What if you thought you were going to die? Part III (The end)

In the previous two posts (Nov 9, 11) I recounted the first part of our harrowing road trip. I later learned that this was called "La Trocha" which means a small trail through the forest. It was a new "road" built by the Costa Rican police force- their "army".

At La Curena, I taught for the next 5 days.  In that five day period, including a Sunday, I taught about 43 hours.  Sunday was a rest day, so I only taught 3 hours and we all attended the services at one of my student's churches.  He preached and did a terrific job with lots of energy.

Over the 43 hours of teaching about teaching, I felt G^d's direction as a result of the prayers of many of my dear Christian friends, some of whom I had told about my likely impending death.  G^d gave direction, words, Scriptures, all at what seemed the right time.

I was happy to have again to have lived long enough to have met my commitment.  We headed back for the mid-jungle site, and we all agreed that we would try a different route.  After getting lost once, we figured it out, and made a relatively uneventful trip, only running one stop sign with a taxi honking loudly at us. Oh yes, the the truck seemed to be losing water at a rapid rate. I was a bit concerned.

In the last 2 hours of this trip our truck started protesting.  It sounded as though a key wheel bearing was giving up the ghost.  And, I suspected this would be the vehicle to get me back to civilization.

Sure enough, he only boat capable of carrying me the 1.5 hours back to civilization had gone with another one of my students, Juan, to take him to his wife and two little children.  I was going by truck- the one with the bad bearing.  Fortunately, my driver was the BEST mechanic at the farm, and as we ere leaving, a local guy, Donaldo, asked if he could ride with us.  Great to travel with these two valuable guys.

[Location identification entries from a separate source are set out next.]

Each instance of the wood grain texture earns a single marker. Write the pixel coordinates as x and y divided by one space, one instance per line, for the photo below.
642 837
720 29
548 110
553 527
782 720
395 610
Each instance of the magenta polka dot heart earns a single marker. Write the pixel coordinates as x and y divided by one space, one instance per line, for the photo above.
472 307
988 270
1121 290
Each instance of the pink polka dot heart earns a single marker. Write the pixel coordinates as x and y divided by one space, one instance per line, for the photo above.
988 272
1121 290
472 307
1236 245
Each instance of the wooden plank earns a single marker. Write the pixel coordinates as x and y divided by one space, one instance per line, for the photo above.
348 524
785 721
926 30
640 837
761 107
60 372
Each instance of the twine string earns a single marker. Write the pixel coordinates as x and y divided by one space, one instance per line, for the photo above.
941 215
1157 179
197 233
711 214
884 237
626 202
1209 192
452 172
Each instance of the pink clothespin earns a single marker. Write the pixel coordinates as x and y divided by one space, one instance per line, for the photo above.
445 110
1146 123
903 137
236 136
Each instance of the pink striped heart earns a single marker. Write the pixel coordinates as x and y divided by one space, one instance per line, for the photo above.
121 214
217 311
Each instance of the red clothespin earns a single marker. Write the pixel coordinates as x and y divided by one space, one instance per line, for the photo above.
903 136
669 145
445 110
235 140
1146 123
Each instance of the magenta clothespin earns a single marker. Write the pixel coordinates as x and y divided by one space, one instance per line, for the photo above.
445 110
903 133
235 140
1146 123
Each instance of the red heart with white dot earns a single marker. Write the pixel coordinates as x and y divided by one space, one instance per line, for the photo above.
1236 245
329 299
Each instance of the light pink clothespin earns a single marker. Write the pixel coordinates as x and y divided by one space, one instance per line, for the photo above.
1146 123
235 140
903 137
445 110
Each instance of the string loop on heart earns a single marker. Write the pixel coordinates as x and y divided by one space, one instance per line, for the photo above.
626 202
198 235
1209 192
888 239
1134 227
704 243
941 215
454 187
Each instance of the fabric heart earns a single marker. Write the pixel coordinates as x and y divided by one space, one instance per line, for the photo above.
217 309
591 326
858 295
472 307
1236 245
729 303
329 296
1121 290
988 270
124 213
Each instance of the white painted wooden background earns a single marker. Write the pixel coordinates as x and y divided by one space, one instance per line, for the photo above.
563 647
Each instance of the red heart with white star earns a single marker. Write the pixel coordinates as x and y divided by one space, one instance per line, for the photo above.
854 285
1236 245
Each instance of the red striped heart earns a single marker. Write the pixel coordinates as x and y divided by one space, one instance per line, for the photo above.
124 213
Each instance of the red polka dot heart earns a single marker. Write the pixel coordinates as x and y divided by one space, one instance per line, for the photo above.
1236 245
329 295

The truck noises seemed to grow a bit worse, but about 24 miles from civilization, every belt on the engine came off.  Of the next 5 cars to pass us on the gravel road, three stopped to help Donaldo.  while the two skilled mechanics worked on the belts, I dipped about 2 liters of water out of a mudhole to supply the cooling system which had overheated after the belts came off.  I had one last commitment at U of Costa Rica, and was hoping to make that commitment before I gave up the ghost.

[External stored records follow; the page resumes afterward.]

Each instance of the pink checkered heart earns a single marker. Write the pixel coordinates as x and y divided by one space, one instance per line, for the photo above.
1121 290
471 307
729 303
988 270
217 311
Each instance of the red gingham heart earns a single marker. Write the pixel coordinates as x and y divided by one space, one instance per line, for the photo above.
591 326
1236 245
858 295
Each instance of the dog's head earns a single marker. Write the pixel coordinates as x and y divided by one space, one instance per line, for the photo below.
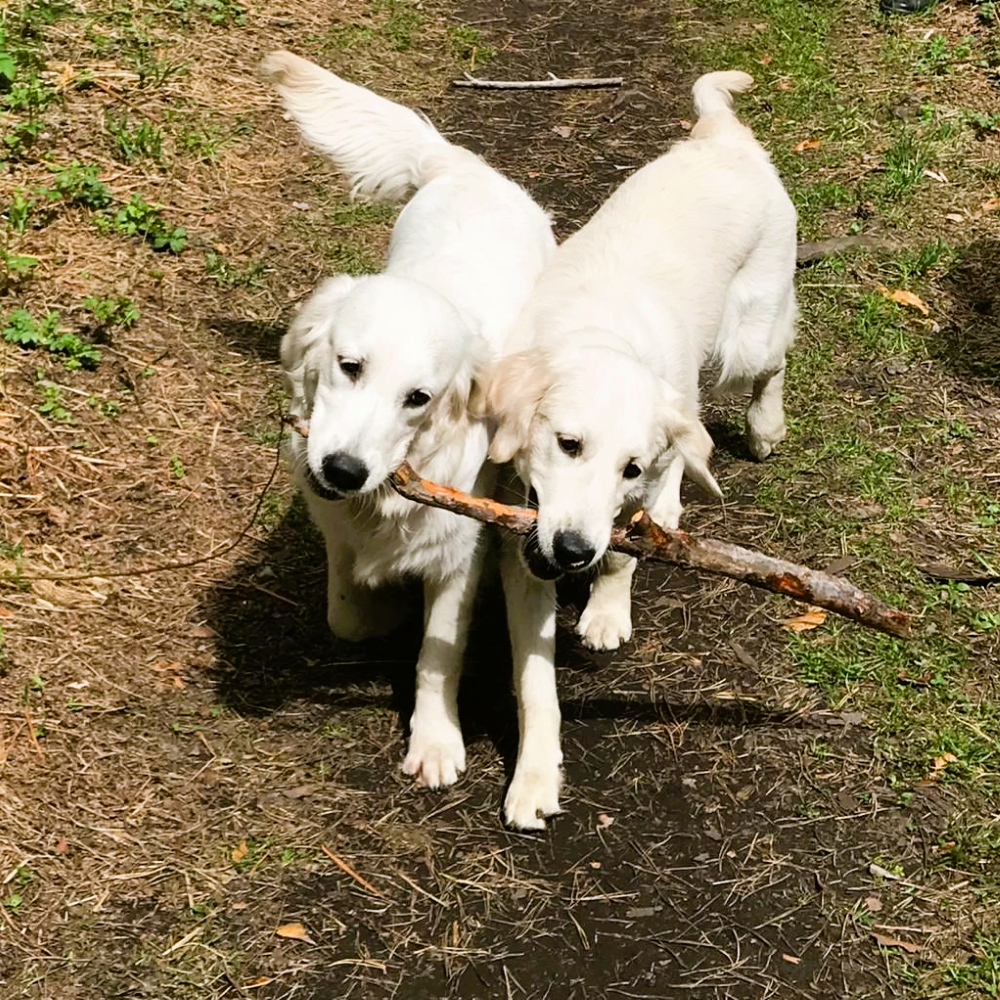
589 429
372 364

At every step, as my trip neared its end, I realized my time was growing shorter by the mile. If the bus wrecked, I'd tr to save that little girl. On the plane, I'd try to help that family... see what I mean?

To bring this long story to a close, let me summarize:
1) Made it to the talk at UCR, and it seemed to go extremely well.
2) I survived the whole trip and made it home safely.
3) I learned a great deal from this adventure.

But more about that in the final Costa Rica post.


  1. So when you got home, was Brenda, like, "Um, dude, what are you doing here?"